An aircraft is flying horizontally at a constant height of 400 ft above a fixed observational point..
At a certain instant the speed of the aircraft is 300 mph and the angle of elevation (fata) is 30 degrees and decreasing. How fast is (fata) decreasing at this instant?
The 400ft is the vertical distance (y) between the observer and the aircraft. As the aircraft fly away from the observer, the horizontal distance (x) between the observer and the aircraft increases. As x increases, the angle of elevation (`theta` ) decreases.
The above conditions can be described using a triangle at a certain time. Please see figure below.
When `theta` is 30, the horizontal distance can be determined using the tangent function.
`tan theta = y / x`
Substitute value of `theta` and y.
`tan 30 = 400/x`
So the horizontal distance is `400sqrt3` ft.
To determine the rate of `theta` at the time when theta is `30^o` , take the derivative of tangent function with respect to time (t). In taking the derivative, note that y is a constant.
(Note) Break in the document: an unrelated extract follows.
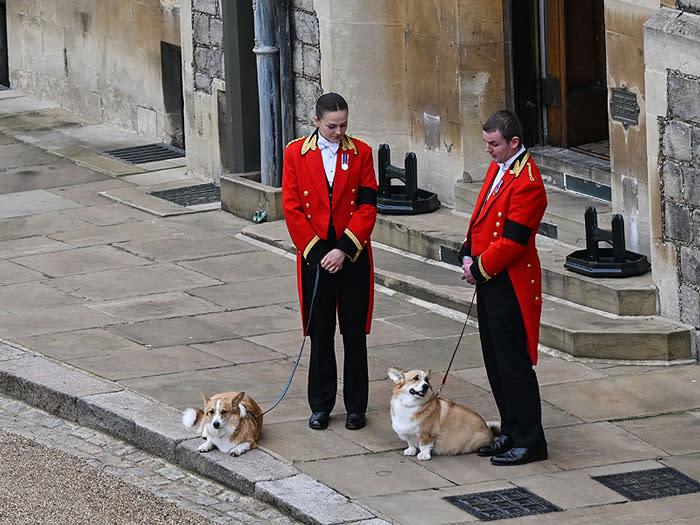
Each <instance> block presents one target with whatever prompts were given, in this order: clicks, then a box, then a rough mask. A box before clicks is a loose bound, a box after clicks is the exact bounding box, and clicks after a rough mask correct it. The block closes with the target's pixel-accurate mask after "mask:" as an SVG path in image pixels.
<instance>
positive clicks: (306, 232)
mask: <svg viewBox="0 0 700 525" xmlns="http://www.w3.org/2000/svg"><path fill="white" fill-rule="evenodd" d="M314 123H315V124H316V130H315V131H314V132H313V133H312V134H311V135H309V136H308V137H306V138H302V139H298V140H296V141H293V142H291V143H290V144H288V145H287V148H286V149H285V152H284V170H283V174H282V202H283V206H284V217H285V220H286V222H287V229H288V230H289V234H290V236H291V237H292V242H294V245H295V246H296V248H297V277H298V282H299V299H300V301H301V307H302V308H301V310H302V323H303V326H304V330H306V327H307V323H308V333H309V335H310V337H311V358H310V364H309V376H308V396H309V405H310V407H311V412H312V413H311V418H310V419H309V426H310V427H311V428H313V429H317V430H318V429H324V428H326V427H328V420H329V419H330V414H331V411H332V410H333V406H334V404H335V398H336V392H337V370H336V362H335V352H334V339H335V326H336V325H335V323H336V309H337V312H338V322H339V324H340V332H341V334H342V336H343V350H344V359H343V400H344V402H345V409H346V412H347V416H346V420H345V427H346V428H348V429H350V430H356V429H360V428H363V427H364V426H365V412H366V410H367V400H368V396H369V377H368V371H367V342H366V334H367V333H369V330H370V326H371V321H372V305H373V299H374V273H373V266H372V249H371V244H370V235H371V234H372V229H373V228H374V223H375V220H376V218H377V181H376V176H375V174H374V163H373V161H372V148H370V146H369V145H367V144H366V143H364V142H362V141H361V140H358V139H356V138H353V137H350V136H349V135H346V134H345V131H346V129H347V126H348V105H347V102H345V100H344V99H343V97H341V96H340V95H338V94H337V93H327V94H325V95H322V96H321V97H320V98H319V99H318V101H317V102H316V115H315V117H314ZM317 272H319V273H318V288H317V292H316V298H315V299H314V303H313V308H312V310H311V311H309V308H310V307H311V306H310V305H311V299H312V295H313V289H314V282H315V279H316V274H317Z"/></svg>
`d/(dt) (tan theta)=d/dt(y/x)`
`d/(dt) (tan theta)=yd/dt(x^(-1))`
`sec^2theta *(d theta)/(dt)=y(-x^-2)*(dx)/(dt)`
`sec^2theta *(d theta)/(dt)=-y/x^2 *(dx)/(dt)`
Then, isolate `(d theta)/(dt)` .
`(d theta)/(dt)= -y/(x^2sec^2theta)*(dx)/(dt)`
`(d theta)/(dt)=-(ycos^2theta)/x^2 *(dx)/(dt)`
Note that dx/dt is the instantaneous speed of the aircraft when theta=30. So `(dx)/(dt) = 300` mi/hr.
Then, convert the unit of the speed to ft/hr in order to be consistent with the unit of x and y.
`(dx)/(dt) = 300 (mi)/(hr) * (5280 ft)/(1mi) = 15840000 (ft)/(hr)`
And then, substitute the values of x,y `theta` , and `(dx)/(dt)` to determine the rate of the angle of elevation.
`(d theta)/(dt)= -(400cos^2 30)/((400sqrt3)^2)*15840000`
Hence, when `theta=30` , the angle of elevation is decreasing at 9900 degree per hour.